Она плакать, а я говорю:



- Ты лучше не плачь, потому что мне все равно.



Она говорит:



- Ты бессердечный, ты каменный.



А я отвечаю:



- Совсем, мол, я не каменный, а такой же как все, костяной да жильный, а я человек должностной и верный: взялся хранить дитя, и берегу его.



Она убеждает, что ведь, посуди, говорит, и самому же дитяти у меня лучше будет!



- Опять-таки, - отвечаю, - это не мое дело.



- Неужто же, - вскрикивает она, - неужто же мне опять с дитем моим должна расставаться?



- А что же, - говорю, - если ты, презрев закон и религию...

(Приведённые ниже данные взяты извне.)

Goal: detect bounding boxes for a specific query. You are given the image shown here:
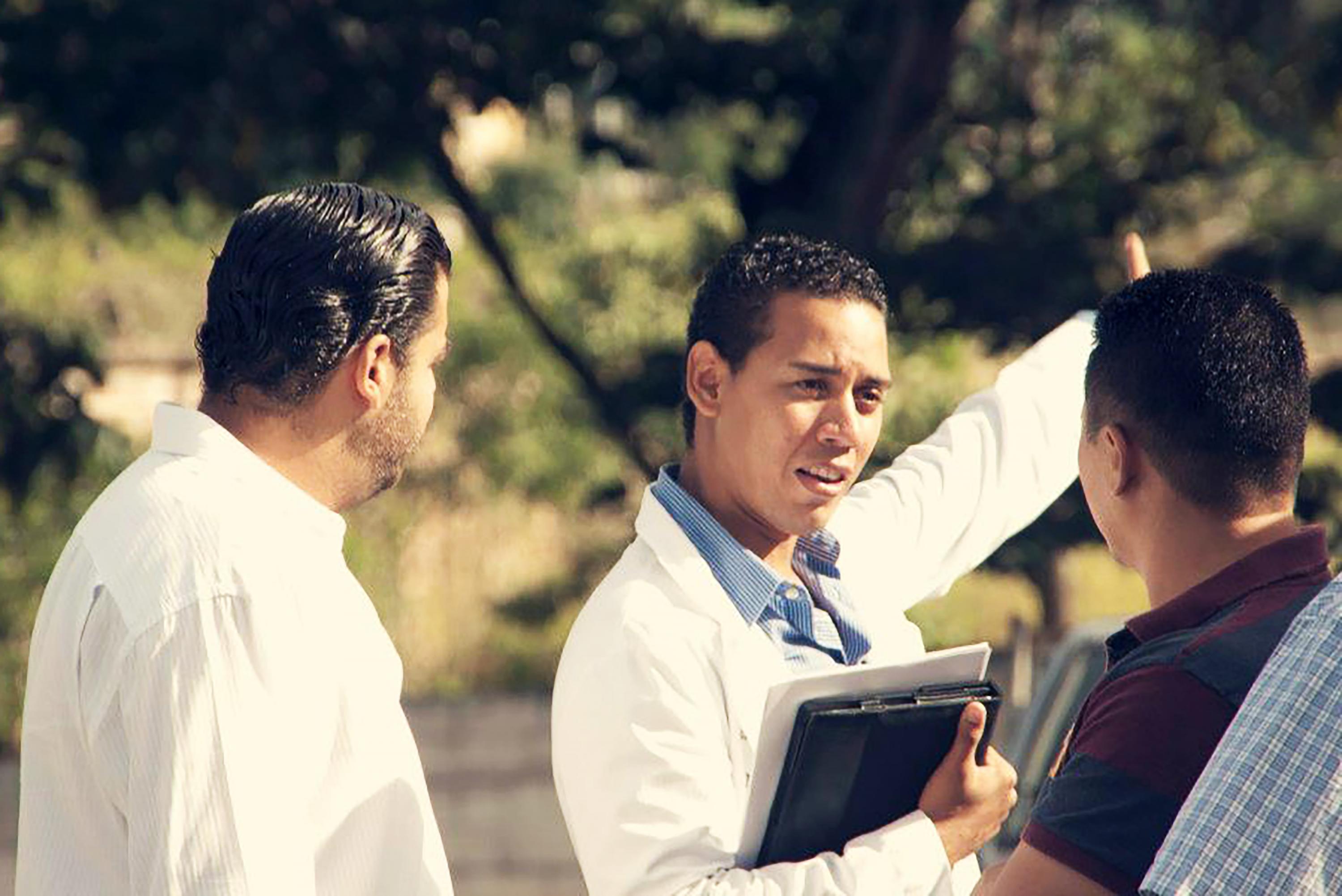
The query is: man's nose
[820,393,859,448]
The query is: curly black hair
[1086,271,1310,515]
[682,234,888,446]
[196,184,452,408]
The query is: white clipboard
[737,642,992,868]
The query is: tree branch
[428,127,658,479]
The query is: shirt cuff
[844,811,978,896]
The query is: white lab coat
[552,315,1091,896]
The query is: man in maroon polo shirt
[976,271,1329,896]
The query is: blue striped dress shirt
[652,465,871,672]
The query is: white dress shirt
[552,318,1092,896]
[16,405,452,896]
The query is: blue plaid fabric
[652,465,871,672]
[1142,577,1342,896]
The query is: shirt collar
[652,464,839,625]
[152,403,345,550]
[1126,526,1329,641]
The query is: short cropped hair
[196,184,452,408]
[1086,271,1310,515]
[682,234,887,446]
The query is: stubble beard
[348,378,424,504]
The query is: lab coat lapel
[633,488,792,764]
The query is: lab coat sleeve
[829,313,1094,610]
[552,601,977,896]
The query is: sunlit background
[0,0,1342,896]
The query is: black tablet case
[756,681,1001,866]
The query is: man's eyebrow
[789,361,890,389]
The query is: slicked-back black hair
[1086,271,1310,515]
[682,234,887,446]
[196,184,452,407]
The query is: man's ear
[1098,423,1142,496]
[684,340,731,417]
[346,333,396,411]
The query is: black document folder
[756,681,1001,866]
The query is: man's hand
[1123,232,1151,283]
[918,703,1016,864]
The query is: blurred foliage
[0,0,1342,740]
[0,315,129,746]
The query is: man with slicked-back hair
[16,184,452,896]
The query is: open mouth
[797,464,848,491]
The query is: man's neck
[676,449,797,582]
[200,396,352,512]
[1138,508,1300,609]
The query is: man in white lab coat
[553,235,1091,896]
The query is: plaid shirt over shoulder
[1142,577,1342,896]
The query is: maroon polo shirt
[1023,526,1330,893]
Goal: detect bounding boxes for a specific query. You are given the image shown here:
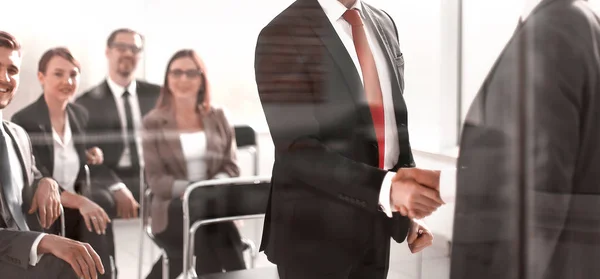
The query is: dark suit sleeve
[0,228,40,270]
[451,14,589,279]
[255,27,386,212]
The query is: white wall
[2,0,456,155]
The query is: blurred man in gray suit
[451,0,600,279]
[0,31,104,279]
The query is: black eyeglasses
[110,43,142,54]
[169,69,202,79]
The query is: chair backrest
[187,177,271,221]
[234,125,256,148]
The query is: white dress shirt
[0,110,46,266]
[52,115,79,193]
[106,77,144,168]
[171,131,230,197]
[318,0,400,217]
[179,131,207,181]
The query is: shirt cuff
[29,233,46,266]
[379,172,396,218]
[108,182,127,192]
[214,172,231,179]
[440,168,456,203]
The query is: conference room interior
[0,0,600,279]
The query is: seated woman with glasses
[12,47,124,279]
[143,50,245,279]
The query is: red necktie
[343,9,385,168]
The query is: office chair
[183,176,271,278]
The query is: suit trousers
[277,218,391,279]
[52,189,117,279]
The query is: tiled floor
[113,220,450,279]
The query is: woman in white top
[143,50,245,279]
[12,47,134,278]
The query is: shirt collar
[521,0,543,20]
[318,0,365,22]
[52,112,73,148]
[106,77,137,99]
[0,109,5,133]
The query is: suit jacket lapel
[136,81,155,117]
[304,0,374,126]
[362,3,402,95]
[67,104,87,165]
[30,94,54,176]
[3,123,33,194]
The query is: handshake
[390,168,444,219]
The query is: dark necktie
[0,127,29,231]
[123,90,140,169]
[343,9,385,168]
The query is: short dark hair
[38,47,81,74]
[106,28,144,47]
[0,31,21,54]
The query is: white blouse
[180,131,207,181]
[52,116,79,193]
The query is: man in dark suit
[450,0,600,279]
[0,31,104,279]
[77,29,160,206]
[255,0,442,279]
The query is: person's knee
[92,189,116,218]
[36,254,79,279]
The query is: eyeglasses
[110,43,142,54]
[169,69,202,79]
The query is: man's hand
[29,177,60,229]
[37,234,104,279]
[85,146,104,165]
[390,168,444,219]
[79,198,110,235]
[406,220,433,254]
[113,188,140,219]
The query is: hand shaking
[390,168,444,219]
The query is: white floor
[113,220,450,279]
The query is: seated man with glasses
[76,29,160,206]
[76,29,160,278]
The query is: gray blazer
[143,107,240,233]
[0,121,42,269]
[451,0,600,279]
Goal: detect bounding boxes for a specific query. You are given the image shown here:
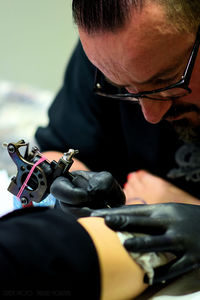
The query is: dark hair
[72,0,200,33]
[72,0,143,33]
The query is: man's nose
[140,98,172,124]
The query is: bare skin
[44,1,200,204]
[124,170,200,205]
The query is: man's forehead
[80,2,194,83]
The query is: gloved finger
[87,171,125,207]
[59,202,92,218]
[71,170,97,185]
[124,235,176,253]
[153,257,199,283]
[105,215,166,235]
[92,204,147,217]
[50,176,88,205]
[88,171,115,194]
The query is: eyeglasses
[93,26,200,102]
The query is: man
[36,1,200,196]
[36,0,200,280]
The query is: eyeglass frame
[93,26,200,103]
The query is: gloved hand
[50,171,125,217]
[92,203,200,283]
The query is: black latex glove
[50,171,125,217]
[92,203,200,283]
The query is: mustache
[163,104,200,119]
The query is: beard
[163,104,200,143]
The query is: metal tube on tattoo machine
[4,140,79,205]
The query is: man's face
[79,4,200,142]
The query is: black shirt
[36,42,200,196]
[0,207,100,300]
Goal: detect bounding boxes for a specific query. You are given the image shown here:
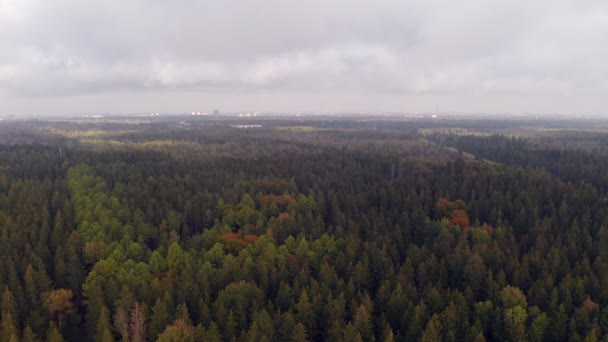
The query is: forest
[0,116,608,342]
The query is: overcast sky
[0,0,608,116]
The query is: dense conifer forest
[0,117,608,342]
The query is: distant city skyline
[0,0,608,117]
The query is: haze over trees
[0,118,608,341]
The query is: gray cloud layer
[0,0,608,114]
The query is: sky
[0,0,608,117]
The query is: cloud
[0,0,608,113]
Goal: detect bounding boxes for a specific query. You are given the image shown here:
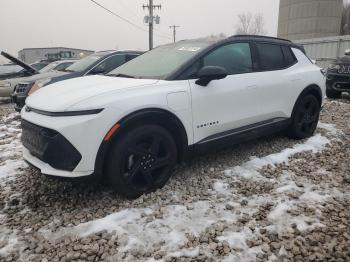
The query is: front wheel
[105,125,177,198]
[289,95,321,139]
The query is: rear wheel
[326,88,341,99]
[106,125,177,198]
[289,95,321,139]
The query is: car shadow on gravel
[2,132,304,230]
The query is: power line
[89,0,170,39]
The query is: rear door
[187,42,259,142]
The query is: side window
[203,43,253,75]
[125,54,139,62]
[55,62,73,71]
[282,46,297,67]
[90,55,125,75]
[257,43,286,71]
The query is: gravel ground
[0,99,350,261]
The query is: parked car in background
[33,51,143,88]
[13,51,142,111]
[9,59,78,111]
[21,36,325,198]
[0,52,50,80]
[0,60,76,97]
[326,50,350,99]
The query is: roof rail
[230,35,292,43]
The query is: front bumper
[11,94,27,112]
[21,108,124,178]
[22,119,81,172]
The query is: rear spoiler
[1,51,39,75]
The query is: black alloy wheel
[290,95,321,139]
[107,125,177,198]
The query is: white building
[18,47,94,64]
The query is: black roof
[92,50,144,56]
[172,35,305,53]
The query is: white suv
[22,36,325,197]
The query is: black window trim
[84,53,126,76]
[174,39,258,81]
[253,41,298,72]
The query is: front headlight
[35,78,51,88]
[328,64,340,70]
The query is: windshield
[108,41,211,79]
[30,63,47,71]
[39,62,59,73]
[65,54,103,72]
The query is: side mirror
[196,66,228,86]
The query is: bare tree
[236,13,266,35]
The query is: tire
[326,88,341,99]
[289,95,321,139]
[105,125,177,199]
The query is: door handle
[247,85,258,90]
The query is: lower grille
[22,119,81,171]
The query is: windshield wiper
[109,74,136,78]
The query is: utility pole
[142,0,162,50]
[169,25,180,43]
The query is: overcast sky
[0,0,279,62]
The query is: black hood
[1,51,39,75]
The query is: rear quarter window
[257,43,287,71]
[282,46,297,67]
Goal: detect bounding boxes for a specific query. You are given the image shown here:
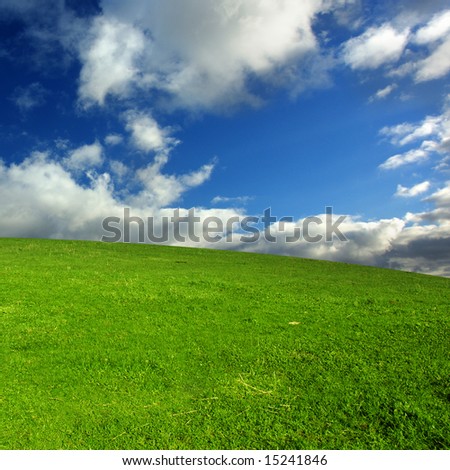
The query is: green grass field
[0,239,450,449]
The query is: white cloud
[413,10,450,44]
[211,196,253,204]
[105,134,123,145]
[125,111,179,152]
[0,152,450,276]
[380,149,430,170]
[79,17,144,105]
[416,35,450,82]
[369,83,397,102]
[380,98,450,170]
[65,141,103,170]
[342,23,409,69]
[380,116,444,146]
[395,181,431,197]
[80,0,325,109]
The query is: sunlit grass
[0,239,450,449]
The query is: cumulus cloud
[211,196,253,204]
[105,134,123,145]
[380,149,430,170]
[79,0,330,109]
[380,99,450,170]
[416,35,450,82]
[369,83,397,102]
[0,152,450,275]
[342,23,409,69]
[413,10,450,44]
[125,111,179,152]
[395,181,431,197]
[65,141,103,170]
[79,17,145,105]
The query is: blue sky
[0,0,450,276]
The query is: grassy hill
[0,239,450,449]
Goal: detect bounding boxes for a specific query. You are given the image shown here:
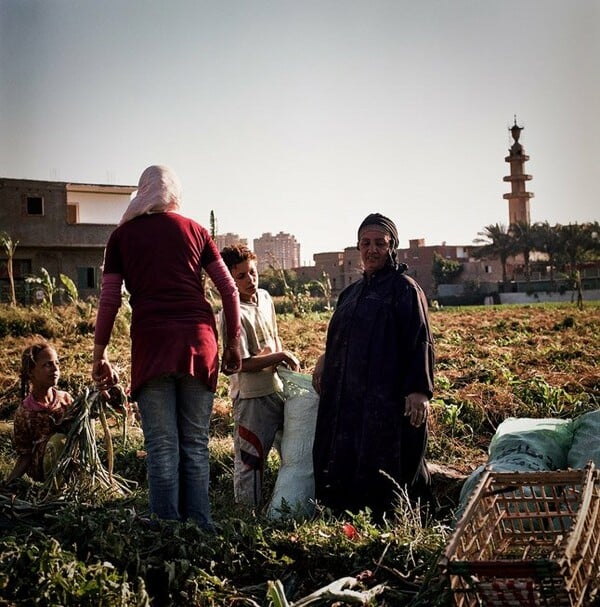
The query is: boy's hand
[280,350,300,371]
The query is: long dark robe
[313,266,434,515]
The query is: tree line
[473,221,600,284]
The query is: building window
[77,268,98,289]
[27,196,44,215]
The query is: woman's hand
[404,392,429,428]
[221,344,242,375]
[312,354,325,394]
[92,358,119,391]
[279,350,300,371]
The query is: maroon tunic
[104,213,219,398]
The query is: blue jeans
[138,373,214,528]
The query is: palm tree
[508,221,537,282]
[473,223,515,285]
[0,232,19,306]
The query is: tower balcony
[502,192,535,200]
[502,173,533,181]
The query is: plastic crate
[440,462,600,607]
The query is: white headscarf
[119,164,181,225]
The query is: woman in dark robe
[313,213,434,518]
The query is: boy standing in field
[221,244,300,508]
[5,341,73,484]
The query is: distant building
[254,232,300,272]
[215,232,248,251]
[503,116,534,225]
[294,238,502,299]
[0,178,137,303]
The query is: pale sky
[0,0,600,263]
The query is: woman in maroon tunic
[313,213,434,517]
[92,166,241,528]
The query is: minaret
[503,116,534,225]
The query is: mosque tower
[503,116,534,225]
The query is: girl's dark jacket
[313,266,434,513]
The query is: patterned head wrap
[119,164,181,225]
[358,213,399,267]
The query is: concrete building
[215,232,248,251]
[0,178,137,303]
[254,232,300,272]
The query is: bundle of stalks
[40,386,136,502]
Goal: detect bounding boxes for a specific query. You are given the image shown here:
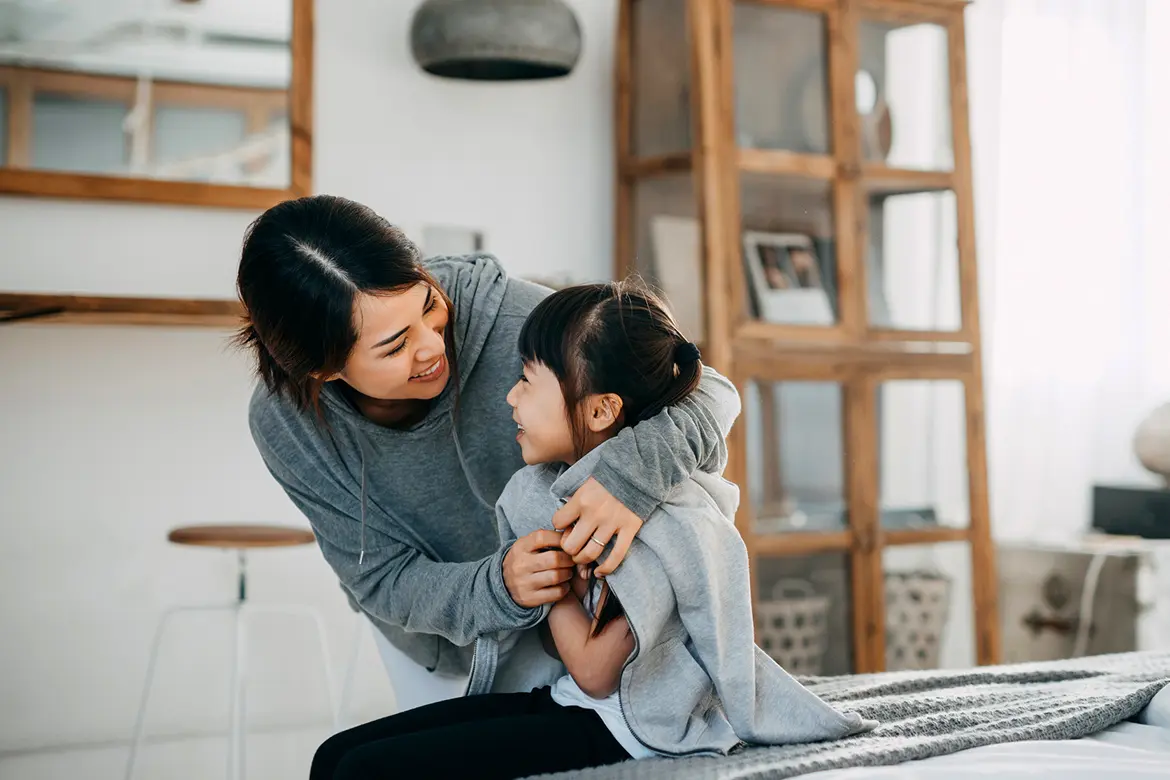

Но только не договорил я этого, что хотел сказать, как вижу, к нам по степи легкий улан идет. Тогда полковые еще как должно ходили, с форсом, в настоящей военной форме, не то что как нынешние, вроде писарей. Идет этот улан-ремонтер, такой осанистый, руки в боки, а шинель широко наопашку несет... силы в нем, может быть, и нисколько нет, а форсисто... Гляжу на этого гостя и думаю: "Вот бы мне отлично с ним со скуки поиграть". И решил, что чуть если он ко мне какое слово заговорит, я ему непременно как ни можно хуже согрублю, и авось, мол, мы с ним здесь, бог даст, в свое удовольствие подеремся, Это, восторгаюсь, будет чудесно, и того, что мне в это время говорит и со слезами моя барынька лепечет, уже не слушаю, а только играть хочу.